1.2. Konzept Kommunikations- und Sprachförderung

Beschreibung/ Intention

Kommunikation ist ein Grundbedürfnis eines jeden Menschen und eine wichtige Voraussetzung für Selbstbestimmung in sozialer Integration. Unser Ziel im Lernbereich Kommunikation und Sprache ist, die Basis für kommunikatives Verhalten zu schaffen. Deshalb legen wir an unserer Schule Wert auf die individuelle Förderung der Kommunikationskompetenz jeder Schülerin und jedes Schülers. Dabei werden nicht nur die verbalen Äußerungsformen einbezogen, sondern auch die nonverbalen Signale berücksichtigt. Dazu gehören Gestik, Mimik und in besonderem Maße die gezielte Anwendung von Gebärden. Darüber hinaus werden den Schülerinnen und Schülern weitere Kommunikationsmittel wie Kommunikationstafeln, Kommunikationsbücher und elektronische Geräte angeboten.

Die kommunikative Interaktion ist unverzichtbar für eine gelungene Beziehungsgestaltung. Dabei ist sowohl die Beziehung der Schülerinnen und Schüler zu den Lehrkräften und Betreuungspersonen, als auch die Beziehung zwischen Mitschülerinnen und Mitschülern gemeint. Im Unterricht angebahnte Prozesse sollen im alltäglichen Miteinander erprobt und angewendet werden.
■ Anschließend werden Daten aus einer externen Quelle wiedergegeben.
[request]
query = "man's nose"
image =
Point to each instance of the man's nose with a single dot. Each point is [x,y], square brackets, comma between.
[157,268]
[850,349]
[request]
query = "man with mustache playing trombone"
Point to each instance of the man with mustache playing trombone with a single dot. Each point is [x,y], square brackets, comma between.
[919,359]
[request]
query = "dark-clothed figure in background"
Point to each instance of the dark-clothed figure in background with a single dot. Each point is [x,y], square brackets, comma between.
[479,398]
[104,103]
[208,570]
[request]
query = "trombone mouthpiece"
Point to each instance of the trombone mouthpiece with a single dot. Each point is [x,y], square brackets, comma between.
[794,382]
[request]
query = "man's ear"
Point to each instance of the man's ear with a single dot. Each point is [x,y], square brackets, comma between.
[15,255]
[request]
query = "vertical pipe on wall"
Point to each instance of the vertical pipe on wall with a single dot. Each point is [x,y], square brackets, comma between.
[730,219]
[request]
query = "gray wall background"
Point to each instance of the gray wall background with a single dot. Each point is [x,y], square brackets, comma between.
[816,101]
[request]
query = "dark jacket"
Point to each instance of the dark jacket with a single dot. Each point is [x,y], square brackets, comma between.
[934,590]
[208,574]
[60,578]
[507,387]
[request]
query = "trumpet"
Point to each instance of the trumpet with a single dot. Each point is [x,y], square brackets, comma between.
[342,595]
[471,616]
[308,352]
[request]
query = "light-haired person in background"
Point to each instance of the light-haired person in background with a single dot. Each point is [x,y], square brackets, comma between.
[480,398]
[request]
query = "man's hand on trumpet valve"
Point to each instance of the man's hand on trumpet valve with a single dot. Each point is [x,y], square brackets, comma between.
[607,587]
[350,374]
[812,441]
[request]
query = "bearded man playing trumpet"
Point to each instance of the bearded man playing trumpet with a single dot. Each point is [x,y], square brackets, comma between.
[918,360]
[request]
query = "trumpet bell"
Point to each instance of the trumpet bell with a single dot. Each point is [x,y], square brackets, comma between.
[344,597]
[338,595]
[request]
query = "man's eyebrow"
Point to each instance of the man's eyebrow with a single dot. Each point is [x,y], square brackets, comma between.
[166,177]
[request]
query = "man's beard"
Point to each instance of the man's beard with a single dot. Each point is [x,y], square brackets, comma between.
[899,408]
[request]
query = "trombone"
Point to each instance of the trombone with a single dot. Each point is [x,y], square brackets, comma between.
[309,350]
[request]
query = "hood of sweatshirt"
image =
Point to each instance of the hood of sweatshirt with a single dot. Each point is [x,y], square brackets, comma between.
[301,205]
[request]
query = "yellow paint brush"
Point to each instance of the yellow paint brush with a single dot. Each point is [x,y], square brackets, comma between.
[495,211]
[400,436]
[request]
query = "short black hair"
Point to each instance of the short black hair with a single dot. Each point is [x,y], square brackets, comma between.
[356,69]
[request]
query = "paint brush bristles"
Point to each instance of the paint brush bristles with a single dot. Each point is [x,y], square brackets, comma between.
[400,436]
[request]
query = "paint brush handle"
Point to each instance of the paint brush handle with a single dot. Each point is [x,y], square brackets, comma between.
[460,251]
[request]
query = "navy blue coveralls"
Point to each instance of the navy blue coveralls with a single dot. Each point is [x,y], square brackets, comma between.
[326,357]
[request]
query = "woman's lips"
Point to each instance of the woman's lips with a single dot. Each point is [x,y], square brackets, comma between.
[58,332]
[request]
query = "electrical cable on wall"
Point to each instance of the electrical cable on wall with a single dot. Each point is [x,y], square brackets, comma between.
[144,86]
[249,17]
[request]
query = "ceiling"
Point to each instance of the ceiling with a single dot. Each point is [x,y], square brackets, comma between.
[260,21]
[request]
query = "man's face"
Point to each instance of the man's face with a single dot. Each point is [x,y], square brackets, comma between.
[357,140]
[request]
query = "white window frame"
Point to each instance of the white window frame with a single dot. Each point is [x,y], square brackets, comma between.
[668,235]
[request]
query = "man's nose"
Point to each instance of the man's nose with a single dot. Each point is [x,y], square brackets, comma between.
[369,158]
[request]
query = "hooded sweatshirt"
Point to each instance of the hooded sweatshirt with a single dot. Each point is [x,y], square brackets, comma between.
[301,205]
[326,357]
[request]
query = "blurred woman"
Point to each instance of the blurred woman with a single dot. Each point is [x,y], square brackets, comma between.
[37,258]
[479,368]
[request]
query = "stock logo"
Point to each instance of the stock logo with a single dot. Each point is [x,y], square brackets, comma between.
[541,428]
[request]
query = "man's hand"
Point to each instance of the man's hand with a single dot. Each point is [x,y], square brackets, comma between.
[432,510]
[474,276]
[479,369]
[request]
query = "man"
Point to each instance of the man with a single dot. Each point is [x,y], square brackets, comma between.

Für eine gelungene Förderung in diesem Bereich verfolgen wir eine enge Zusammenarbeit mit den Eltern und den Therapeutinnen und Therapeuten des Lernenden.

Das Konzept Kommunikations- und Sprachförderung hängt auch mit folgenden weiteren Themen zusammen:

  • Unterricht und Förderung
  • Unterstützte Kommunikation
  • Therapeutisches Angebot „Logopädie“
  • Elternarbeit

 Das Konzept Kommunikations- und Sprachförderung beinhaltet keine Unterpunkte.